Antiretrovirals for reducing the risk of mother-to-child transmission of HIV infection.Cochrane Database Syst Rev. 2002CD
At the end of 2000 it was estimated that over 36 million people were living with the human immunodeficiency virus (HIV). This includes 1.4 million children less than 15 years of age. This is one of several reviews assessing the available evidence for preventing mother-to-child transmission of HIV infection. The other reviews will address other interventions, including Caesarean section, breast feeding, vaginal lavage and vitamin A supplementation.
To assess which antiretroviral therapies may be effective in decreasing the risk of mother-to-child transmission of HIV infection as well as their effect on neonatal and maternal mortality and morbidity.
We searched the Cochrane Pregnancy and Childbirth Group trials register and the Cochrane Controlled Trials Register. We also searched conference abstracts from the International AIDS Conferences and Conference on Retroviruses and Opportunistic Infections.
Randomised trials comparing any antiretroviral therapy aimed at decreasing the risk of mother-to-child transmission of HIV infection with placebo or no treatment, or any two or more antiretroviral therapies or regimens aimed at decreasing the risk of mother-to-child transmission of HIV infection.
DATA COLLECTION AND ANALYSIS
Two reviewers independently extracted data and assessed trial quality.

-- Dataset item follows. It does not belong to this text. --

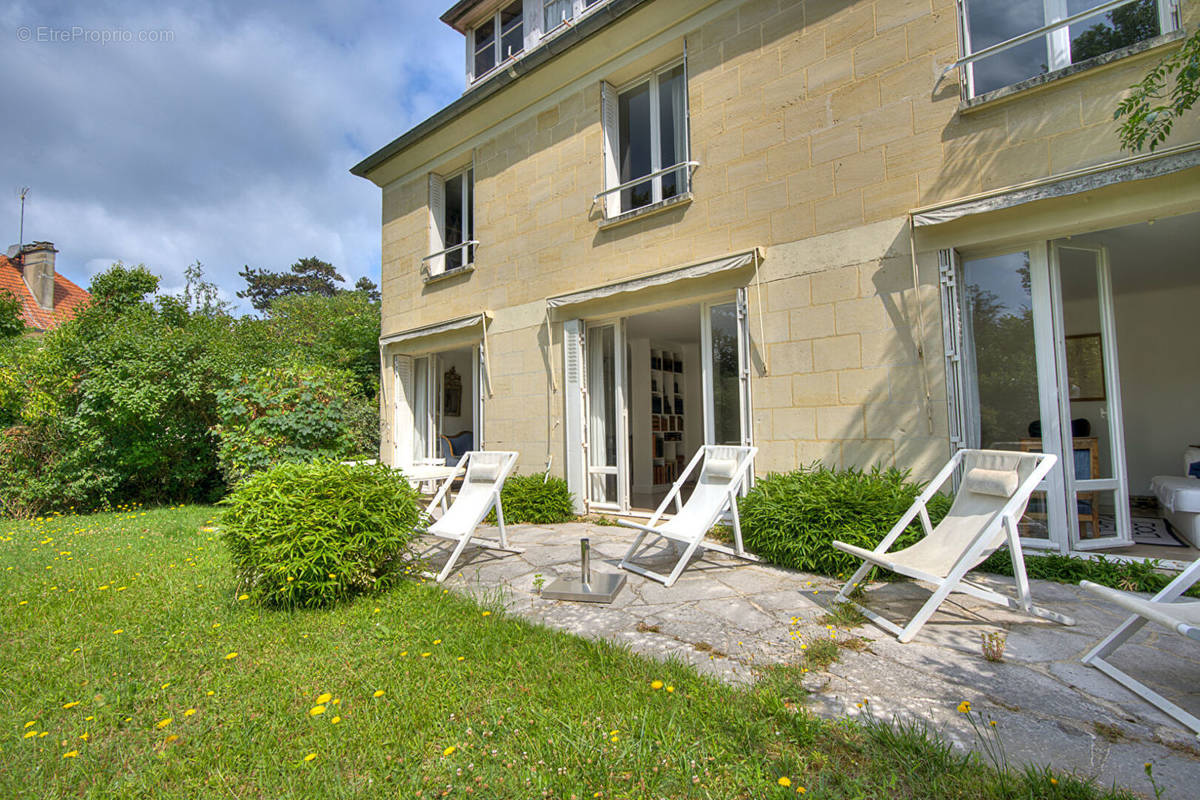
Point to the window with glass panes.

Zidovudine monotherapy Any zidovudine regimen versus placebo significantly reduces the risk of mother-to-child transmission (Peto odds ratio (OR) 0.46, 95% confidence interval (CI) 0.35 to 0.60). Zidovudine also appears to decrease the risk of infant death within the first year of birth (OR 0.57, 95% CI 0.38 to 0.85) and the risk of maternal death (OR 0.32, 95% CI 0.16 to 0.66). There is no evidence that zidovudine influences the incidence of premature delivery (OR 0.86, 95% CI 0.57 to 1.29) or low birth weight (OR 0.74, 95% CI 0.53 to 1.04). The risk of transmission using a 'short-short' course of zidovudine (from 35 weeks in pregnancy for the mother and for the baby until 3 days old) was higher than the risk using a 'long-long' course (from 28 weeks in pregnancy for the mother and for the baby until 6 weeks old), (OR 2.55, 95% CI 1.26 to 5.18). However, the effectiveness of the 'long-short' course (from 28 weeks in pregnancy for the mother and for the baby until 3 days old) and the 'short-long' course (from 35 weeks in pregnancy for the mother and for the baby until 6 weeks old) did not differ from that of the 'long-long' course. Nevirapine One large randomised controlled trial demonstrates that nevirapine given to mothers as a single dose at the onset of labour and to babies as a single dose within 72 hours of birth is more effective than an intrapartum and post-partum regimen of zidovudine (OR 0.51, 95% CI 0.33 to 0.79). When nevirapine is given to mothers already receiving standard antiretroviral therapy, however, there appears to be no additional advantage (OR 1.10, 95% CI 0.42 to 2.86). Combination Therapy Preliminary findings of the effect of combination therapy using zidovudine and lamivudine (3TC) suggest a decrease in the risk of transmission when the combination is given during the antenatal and intrapartum period or during the intrapartum and postpartum period compared with placebo. There is no evidence that intrapartum zidovudine and lamivudine alone are sufficient to decrease the risk of transmission compared with placebo.
Implications for practice The randomised trials included in this review provide evidence that short course zidovudine and single-dose nevirapine are effective therapies for reducing mother-to-child transmission of HIV. The challenge for low and middle income countries will be to institute this therapy in practice. In industrialised countries practice has already moved on from the current evidence and combination antiretroviral therapy aimed primarily at preventing disease progression in the mother is the standard of care. Implications for research The potential value of nevirapine used for longer durations in breastfeeding populations should be considered as it may further reduce the risk of mother-to-child transmission, particularly if combined with early weaning. On-going evaluation of combination antiretroviral therapy is essential and will have an immediate benefit for countries with the resources to adopt such treatment. The search for effective, affordable, safe and acceptable alternatives to antiretroviral therapy for reducing mother-to-child transmission in resource poor countries should remain on the research agenda.